Não houve muito tempo para treinos, afinal, sabe como é time de várzea, né?! Todo mundo tem que ter um emprego por fora para se manter. O próximo fim de semana já era de jogo decisivo. O FFC estava na final do disputadíssimo campenato entre bairros. Até ali havia ganhado 79 das 80 partidas (quem disse que o Brasileirão é o campenato mais longo do país?!), a única partida que não ganhou, empatou em 0 x 0, ou seja, não tomou nenhum gol! O outro goleiro era uma muralha! Pena que além de bom goleiro, era ótimo pedreiro e acabou indo erguer paredes numa obra gigantesca.




Finalmente, dia do jogo. As arquibancadas do campinho de terra estavam abarrotadas.
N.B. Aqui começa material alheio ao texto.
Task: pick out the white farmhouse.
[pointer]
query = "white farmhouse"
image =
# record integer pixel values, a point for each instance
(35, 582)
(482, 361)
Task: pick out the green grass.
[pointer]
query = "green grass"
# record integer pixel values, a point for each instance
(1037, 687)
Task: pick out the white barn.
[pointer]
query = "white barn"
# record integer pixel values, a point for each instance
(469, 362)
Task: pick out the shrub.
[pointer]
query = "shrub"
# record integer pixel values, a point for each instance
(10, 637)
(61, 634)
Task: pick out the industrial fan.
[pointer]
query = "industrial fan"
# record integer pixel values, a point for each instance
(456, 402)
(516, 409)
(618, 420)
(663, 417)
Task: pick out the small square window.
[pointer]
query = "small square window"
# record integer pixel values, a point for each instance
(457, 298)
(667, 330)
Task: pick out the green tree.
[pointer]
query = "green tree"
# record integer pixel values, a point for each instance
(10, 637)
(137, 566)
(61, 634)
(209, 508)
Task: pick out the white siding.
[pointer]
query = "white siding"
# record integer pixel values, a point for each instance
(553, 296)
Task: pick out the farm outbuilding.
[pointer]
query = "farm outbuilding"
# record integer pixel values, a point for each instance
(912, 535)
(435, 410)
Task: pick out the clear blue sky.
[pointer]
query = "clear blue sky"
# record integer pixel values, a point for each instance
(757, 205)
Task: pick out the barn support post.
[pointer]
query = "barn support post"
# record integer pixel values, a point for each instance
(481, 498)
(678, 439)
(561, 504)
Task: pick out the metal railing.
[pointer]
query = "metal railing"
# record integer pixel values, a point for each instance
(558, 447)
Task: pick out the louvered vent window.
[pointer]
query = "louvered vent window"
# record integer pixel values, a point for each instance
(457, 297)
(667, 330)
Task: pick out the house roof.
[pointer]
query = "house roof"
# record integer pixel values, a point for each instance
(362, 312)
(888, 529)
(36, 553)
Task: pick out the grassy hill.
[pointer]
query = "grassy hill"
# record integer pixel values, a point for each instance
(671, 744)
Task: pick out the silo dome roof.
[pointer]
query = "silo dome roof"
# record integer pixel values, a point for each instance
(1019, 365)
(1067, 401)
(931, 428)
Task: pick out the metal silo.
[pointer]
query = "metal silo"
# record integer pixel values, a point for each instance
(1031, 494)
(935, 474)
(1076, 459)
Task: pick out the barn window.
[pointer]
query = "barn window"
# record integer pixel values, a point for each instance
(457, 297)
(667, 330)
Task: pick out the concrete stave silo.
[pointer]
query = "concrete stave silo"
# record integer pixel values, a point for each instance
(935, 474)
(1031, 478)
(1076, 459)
Além dos torcedores do FFC, torcidas dos outros times foram assistir ao jogo daquele que prometia ser o primeiro time de várzea a disputar, em alguns anos, uma Libertadores!




O rapaz, que já era um mocinho, era pura adrenalina! Seu primeiro jogo em um time de verdade... ou quase isso. O pai não cabia em si. Cegueta para a realidade, parecia que seu filho era o próprio Casillas, goleiro craque de verdade da Fúria, seleção espanhola.




Apiiiiiiita seu Luizinho, farmacéutico do bairro E juiz de várzea. Início de jogo. Bom, o que se seguiu foi um show... de horrores, para o FFC, porque o outro time... esse foi à forra! Não que o outro time fosse tão bom, mas é que, infelizmente, apenas naquele momento descobriu-se que o único jogador bom do time era o goleiro, o que saiu do time! O pai parou de contar no 27º gol que o filho tomou. Cada um pior do que o outro. Cada frango...




Uma goleada histórica de 36x0! O rapaz, que foi demitido ainda no vestiário (na verdade, o quintal da casa da dona Zefa), entendeu que, talvez, futebol não fosse seu talento. Os sinais ficaram meio que claros naquele momento. Decidiu que, mesmo fazendo seu pai infeliz, daria outro rumo a sua vida. Aquilo devia significar alguma coisa, afinal.




Um ano depois, o rapaz inaugurava seu próprio negócio: a FRANGARIA DO EX-GOLEIRO. Aproveitou a fama que ganhara naquele fatídigo jogo (e que perdura até hoje) em seu favor! Montou um pequeno restaurante cuja especialidade era frango. Eram nada menos do que 36 tipos de frango! Um sucesso. Seu talento, afinal, era a cozinha! Ali, podia jogar em todas as posições, sem chances de fazer feio em qualquer uma delas: um craque! Na semana que vem inaugura a 8ª filial e faz planos para transformar a FEG em franquia.




O pai, bom, embora tenha levado um tempo para se recuperar, hoje está mais conformadinho e sente-se muito orgulhoso por ter ajudado o filho a encontrar seu verdadeiro talento. De uma maneira meio torta, isso tem lá seu fundo de verdade!